An Augmented Model with Inferred Blood Features for the Self-diagnosis of Metabolic Syndrome

Tianshu Zhou
1   Engineering Research Center of EMR and Intelligent Expert System, Ministry of Education, Key Laboratory for Biomedical Engineering of Ministry of Education, College of Biomedical Engineering and Instrument Science, Zhejiang University, Hangzhou, People's Republic of China
2   Connected Healthcare Big Data Research Center, Zhejiang Lab, Hangzhou, People's Republic of China
,
Ying Zhang
1   Engineering Research Center of EMR and Intelligent Expert System, Ministry of Education, Key Laboratory for Biomedical Engineering of Ministry of Education, College of Biomedical Engineering and Instrument Science, Zhejiang University, Hangzhou, People's Republic of China
2   Connected Healthcare Big Data Research Center, Zhejiang Lab, Hangzhou, People's Republic of China
,
Chengkai Wu
1   Engineering Research Center of EMR and Intelligent Expert System, Ministry of Education, Key Laboratory for Biomedical Engineering of Ministry of Education, College of Biomedical Engineering and Instrument Science, Zhejiang University, Hangzhou, People's Republic of China
,
Chao Shen
3   Health Management Center, The First Affiliated Hospital, Medical School of Zhejiang University, Hangzhou, People's Republic of China
,
Jingsong Li
1   Engineering Research Center of EMR and Intelligent Expert System, Ministry of Education, Key Laboratory for Biomedical Engineering of Ministry of Education, College of Biomedical Engineering and Instrument Science, Zhejiang University, Hangzhou, People's Republic of China
2   Connected Healthcare Big Data Research Center, Zhejiang Lab, Hangzhou, People's Republic of China
,
Zhong Liu
3   Health Management Center, The First Affiliated Hospital, Medical School of Zhejiang University, Hangzhou, People's Republic of China
› Author Affiliations
Funding This work was supported by the National Natural Science Foundation of China (No. 81771936), the National Key Research and Development Program of China (No. 2018YFC0116901), the Fundamental Research Funds for the Central Universities (No. 2020FZZX002-08) and the Major Scientific Project of Zhejiang Lab (No. 2018DG0ZX01).

Abstract

Background and Objectives The penetration rate of physical examinations in China is substantially lower than that in developed countries. Therefore, an auxiliary approach that does not depend on hospital health checks for the diagnosis of metabolic syndrome (MetS) is needed.

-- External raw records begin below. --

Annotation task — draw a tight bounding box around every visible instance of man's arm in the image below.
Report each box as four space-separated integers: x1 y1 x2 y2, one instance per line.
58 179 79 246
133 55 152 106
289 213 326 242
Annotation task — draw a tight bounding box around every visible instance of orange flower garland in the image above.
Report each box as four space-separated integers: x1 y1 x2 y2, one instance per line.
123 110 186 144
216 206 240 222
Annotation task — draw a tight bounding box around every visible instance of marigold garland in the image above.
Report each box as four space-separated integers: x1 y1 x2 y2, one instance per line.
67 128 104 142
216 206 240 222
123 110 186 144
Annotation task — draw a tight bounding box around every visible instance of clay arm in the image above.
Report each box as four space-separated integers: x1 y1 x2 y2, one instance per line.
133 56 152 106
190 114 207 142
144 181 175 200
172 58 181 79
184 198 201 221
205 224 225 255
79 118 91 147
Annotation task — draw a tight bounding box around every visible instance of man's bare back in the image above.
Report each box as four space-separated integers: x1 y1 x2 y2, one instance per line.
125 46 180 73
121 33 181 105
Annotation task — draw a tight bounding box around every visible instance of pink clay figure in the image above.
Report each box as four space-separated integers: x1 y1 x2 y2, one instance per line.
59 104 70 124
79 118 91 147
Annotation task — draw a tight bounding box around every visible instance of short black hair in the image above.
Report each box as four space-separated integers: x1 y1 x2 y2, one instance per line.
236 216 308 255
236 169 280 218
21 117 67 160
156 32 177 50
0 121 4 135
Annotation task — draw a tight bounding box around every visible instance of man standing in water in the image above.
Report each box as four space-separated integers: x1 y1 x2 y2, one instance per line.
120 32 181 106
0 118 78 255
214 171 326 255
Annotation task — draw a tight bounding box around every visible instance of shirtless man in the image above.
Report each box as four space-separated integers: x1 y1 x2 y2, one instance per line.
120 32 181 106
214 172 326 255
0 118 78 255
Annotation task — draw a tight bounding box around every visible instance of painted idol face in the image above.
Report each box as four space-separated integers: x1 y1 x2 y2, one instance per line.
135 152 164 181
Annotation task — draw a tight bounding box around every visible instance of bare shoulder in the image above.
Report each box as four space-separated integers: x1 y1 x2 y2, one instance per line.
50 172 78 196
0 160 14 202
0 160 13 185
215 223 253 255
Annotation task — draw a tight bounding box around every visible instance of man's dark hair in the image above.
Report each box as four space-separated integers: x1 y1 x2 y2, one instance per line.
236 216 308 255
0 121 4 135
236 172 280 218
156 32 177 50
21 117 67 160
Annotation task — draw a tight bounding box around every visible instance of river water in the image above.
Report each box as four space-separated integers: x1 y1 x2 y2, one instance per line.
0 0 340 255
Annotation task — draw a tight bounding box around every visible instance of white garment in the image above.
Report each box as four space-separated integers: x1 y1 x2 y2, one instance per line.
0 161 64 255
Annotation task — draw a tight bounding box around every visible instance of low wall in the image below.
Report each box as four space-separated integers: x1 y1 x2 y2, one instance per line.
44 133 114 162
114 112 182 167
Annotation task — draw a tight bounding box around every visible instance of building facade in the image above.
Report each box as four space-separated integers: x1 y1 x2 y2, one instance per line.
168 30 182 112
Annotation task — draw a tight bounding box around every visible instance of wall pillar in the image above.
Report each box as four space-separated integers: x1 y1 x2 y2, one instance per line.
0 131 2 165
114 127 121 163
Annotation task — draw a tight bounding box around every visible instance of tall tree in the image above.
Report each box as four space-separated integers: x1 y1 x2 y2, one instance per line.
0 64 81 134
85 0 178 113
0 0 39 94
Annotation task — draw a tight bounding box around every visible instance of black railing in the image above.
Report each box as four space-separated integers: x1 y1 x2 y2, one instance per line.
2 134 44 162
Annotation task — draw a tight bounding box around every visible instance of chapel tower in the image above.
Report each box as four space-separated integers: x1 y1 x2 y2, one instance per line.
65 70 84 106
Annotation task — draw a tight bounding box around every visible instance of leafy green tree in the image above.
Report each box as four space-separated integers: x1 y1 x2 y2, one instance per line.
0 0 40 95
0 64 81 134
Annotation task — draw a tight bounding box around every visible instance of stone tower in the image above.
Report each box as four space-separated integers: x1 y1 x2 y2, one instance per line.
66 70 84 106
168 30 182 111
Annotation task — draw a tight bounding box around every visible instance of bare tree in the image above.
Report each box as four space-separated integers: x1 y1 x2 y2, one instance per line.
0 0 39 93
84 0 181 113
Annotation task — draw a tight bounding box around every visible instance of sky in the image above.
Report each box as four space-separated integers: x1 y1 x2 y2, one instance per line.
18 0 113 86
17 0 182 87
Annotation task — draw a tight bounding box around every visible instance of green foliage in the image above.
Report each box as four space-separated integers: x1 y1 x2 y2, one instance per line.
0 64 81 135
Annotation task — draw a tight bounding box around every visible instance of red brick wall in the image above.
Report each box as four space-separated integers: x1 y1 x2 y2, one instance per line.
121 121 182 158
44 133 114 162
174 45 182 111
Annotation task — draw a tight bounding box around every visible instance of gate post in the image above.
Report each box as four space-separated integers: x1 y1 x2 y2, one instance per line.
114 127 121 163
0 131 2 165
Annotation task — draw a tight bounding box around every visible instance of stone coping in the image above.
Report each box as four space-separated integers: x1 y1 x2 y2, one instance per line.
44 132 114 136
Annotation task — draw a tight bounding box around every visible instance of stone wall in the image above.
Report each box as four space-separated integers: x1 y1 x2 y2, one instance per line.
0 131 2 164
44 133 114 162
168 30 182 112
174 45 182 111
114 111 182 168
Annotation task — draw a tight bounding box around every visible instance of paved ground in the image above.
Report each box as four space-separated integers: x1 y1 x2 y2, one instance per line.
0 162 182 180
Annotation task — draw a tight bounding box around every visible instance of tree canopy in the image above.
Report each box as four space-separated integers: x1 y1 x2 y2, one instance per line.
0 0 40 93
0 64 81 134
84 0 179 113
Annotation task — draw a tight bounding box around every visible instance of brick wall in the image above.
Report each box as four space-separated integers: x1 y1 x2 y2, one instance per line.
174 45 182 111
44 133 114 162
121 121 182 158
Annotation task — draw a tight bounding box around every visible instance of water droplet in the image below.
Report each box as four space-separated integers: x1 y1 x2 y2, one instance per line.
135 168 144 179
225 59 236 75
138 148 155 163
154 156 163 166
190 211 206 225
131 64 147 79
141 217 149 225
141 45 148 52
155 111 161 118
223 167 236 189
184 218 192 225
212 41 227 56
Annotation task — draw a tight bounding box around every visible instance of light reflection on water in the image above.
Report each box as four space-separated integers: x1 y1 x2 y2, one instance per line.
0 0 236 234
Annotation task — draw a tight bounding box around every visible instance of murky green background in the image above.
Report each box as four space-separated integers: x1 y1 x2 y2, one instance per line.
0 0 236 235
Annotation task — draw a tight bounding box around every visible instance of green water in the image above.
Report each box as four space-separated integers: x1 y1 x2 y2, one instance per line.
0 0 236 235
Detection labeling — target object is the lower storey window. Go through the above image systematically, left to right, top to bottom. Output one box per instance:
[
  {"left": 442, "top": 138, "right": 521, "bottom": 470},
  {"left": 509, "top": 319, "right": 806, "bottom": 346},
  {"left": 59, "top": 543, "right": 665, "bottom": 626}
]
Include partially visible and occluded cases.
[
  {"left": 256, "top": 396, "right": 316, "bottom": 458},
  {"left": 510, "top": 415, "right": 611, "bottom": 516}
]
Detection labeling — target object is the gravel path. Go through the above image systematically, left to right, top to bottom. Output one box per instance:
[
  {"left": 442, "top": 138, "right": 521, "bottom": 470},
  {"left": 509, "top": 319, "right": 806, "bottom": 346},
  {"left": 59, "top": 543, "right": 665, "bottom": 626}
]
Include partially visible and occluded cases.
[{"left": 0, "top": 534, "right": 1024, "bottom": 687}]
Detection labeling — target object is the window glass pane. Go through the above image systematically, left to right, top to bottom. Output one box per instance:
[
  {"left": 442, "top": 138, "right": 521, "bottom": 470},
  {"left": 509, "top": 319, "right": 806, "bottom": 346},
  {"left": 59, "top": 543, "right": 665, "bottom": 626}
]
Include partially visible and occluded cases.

Methods In this study, we proposed an augmented method with inferred blood features that uses self-care inputs available at home for the auxiliary diagnosis of MetS. The dataset used for modeling contained data on 91,420 individuals who had at least 2 consecutive years of health checks. We trained three separate models using a regularized gradient-boosted decision tree. The first model used only home-based features; additional blood test data (including triglyceride [TG] data, fasting blood glucose data, and high-density lipoprotein cholesterol [HDL-C] data) were included in the second model. However, in the augmented approach, the blood test data were manipulated using multivariate imputation by chained equations prior to inclusion in the third model. The performance of the three models for MetS auxiliary diagnosis was then quantitatively compared.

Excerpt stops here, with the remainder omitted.